The Ethics of Outing
Time after time in our modern day news cycle, the private information of public figures is released to the public for examination and more often than not, scorn and intense derision from those the world over. Just today, media outlets are weighing in on the purported release of information that suggests former reality TV star Josh Duggar had an account on Ashley Madison. A well known website that encourages people in marriages to cheat to cheat on their significant others.
Now, as with past incidents like this, people will weigh in online. Some will mock the man and some will say that this is a private matter that should not be used as a club to further sully his reputation. In this case and many others, those people are wrong. Sometimes, it’s okay to reveal the discrete details from someones private life, particularly to expose ones hypocrisy.
Here’s a guy who has previously said that his family was the “Epitome of Conservative Values”, worked for a religious right oriented political organization and posted supportive messages online for Chik – Fil – A during their absurd and overblown controversy. And according to data released today, he’s been telling people online that he ‘Wants to have a steamy affair”.
In short, fuck that guy.
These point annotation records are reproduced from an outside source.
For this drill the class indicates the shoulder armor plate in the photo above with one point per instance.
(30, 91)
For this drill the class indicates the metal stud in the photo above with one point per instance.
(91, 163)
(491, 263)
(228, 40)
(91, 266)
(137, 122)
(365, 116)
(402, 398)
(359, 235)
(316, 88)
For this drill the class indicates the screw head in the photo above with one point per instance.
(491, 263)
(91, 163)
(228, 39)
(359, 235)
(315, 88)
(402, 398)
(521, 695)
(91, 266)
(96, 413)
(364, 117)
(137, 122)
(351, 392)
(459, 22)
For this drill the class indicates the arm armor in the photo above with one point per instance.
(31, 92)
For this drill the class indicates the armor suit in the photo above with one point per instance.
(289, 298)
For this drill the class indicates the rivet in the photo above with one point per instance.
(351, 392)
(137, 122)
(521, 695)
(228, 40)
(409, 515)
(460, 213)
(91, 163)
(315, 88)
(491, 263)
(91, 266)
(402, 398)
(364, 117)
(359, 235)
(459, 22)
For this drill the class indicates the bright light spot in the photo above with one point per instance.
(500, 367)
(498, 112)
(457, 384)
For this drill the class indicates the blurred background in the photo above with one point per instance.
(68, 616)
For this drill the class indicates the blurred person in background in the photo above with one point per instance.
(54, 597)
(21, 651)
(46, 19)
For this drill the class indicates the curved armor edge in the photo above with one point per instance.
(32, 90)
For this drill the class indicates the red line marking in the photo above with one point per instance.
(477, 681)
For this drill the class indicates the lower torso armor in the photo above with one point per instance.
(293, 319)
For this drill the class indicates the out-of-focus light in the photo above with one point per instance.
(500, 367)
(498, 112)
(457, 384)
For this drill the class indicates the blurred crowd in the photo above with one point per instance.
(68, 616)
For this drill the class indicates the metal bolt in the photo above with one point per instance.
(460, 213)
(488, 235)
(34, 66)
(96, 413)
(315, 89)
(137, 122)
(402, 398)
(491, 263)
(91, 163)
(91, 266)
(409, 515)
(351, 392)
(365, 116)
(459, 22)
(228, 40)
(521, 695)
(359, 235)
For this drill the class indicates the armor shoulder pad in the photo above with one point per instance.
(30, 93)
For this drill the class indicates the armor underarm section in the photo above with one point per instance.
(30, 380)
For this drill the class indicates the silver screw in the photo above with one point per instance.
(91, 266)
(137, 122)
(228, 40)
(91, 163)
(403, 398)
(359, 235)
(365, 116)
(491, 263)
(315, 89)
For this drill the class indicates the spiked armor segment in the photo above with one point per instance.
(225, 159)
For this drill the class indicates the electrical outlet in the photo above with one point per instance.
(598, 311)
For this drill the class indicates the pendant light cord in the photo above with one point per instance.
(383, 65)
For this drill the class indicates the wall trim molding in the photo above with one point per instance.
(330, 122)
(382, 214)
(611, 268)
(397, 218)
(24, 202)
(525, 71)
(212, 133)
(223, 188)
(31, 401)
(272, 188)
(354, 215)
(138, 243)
Perhaps he should remember the phrase, “Those in glass houses shouldn’t throw stones” or “Let he who is without sin cast the first stone”. If you want to cheat on your spouse, by all means go ahead, it’s really none of my business, but don’t stick your finger in the faces of others and have the gall to tell them how to live their lives. That’s sick.
Now, on the other side of the coin, there are situations where it is not appropriate to reveal details of someones personal life that would find me siding with a lot of those who would be likely to defend Josh Duggar. Recently, Gawker posted a story that outed Tim Geithner’s brother as a man who enjoys gay sex. That’s fine, what he does with his life is his business.
What’s not okay is publishing a story on the man when he himself had not done anything in the public sphere. Yes, he was a high ranking figure in an important publishing company, but never once did he use his political connections for unethical action and nor did he ever make public statements that could be viewed as racist, sexist, homophobic or bigoted in some way. Thankfully, the post was deleted, but pathetically, the staff at Gawker defended it for some ridiculous reasoning.
Ultimately, this issue of media ethics is an area where sensible liberal publications have it right and conservative individuals have it absolutely wrong. If you get data that exposes hypocrisy or embarrasses a racist, sexist, homophobic or otherwise bigoted individual, you run with the story. Duggar, a proper example. Geithner, a hideous and downright evil piece of writing.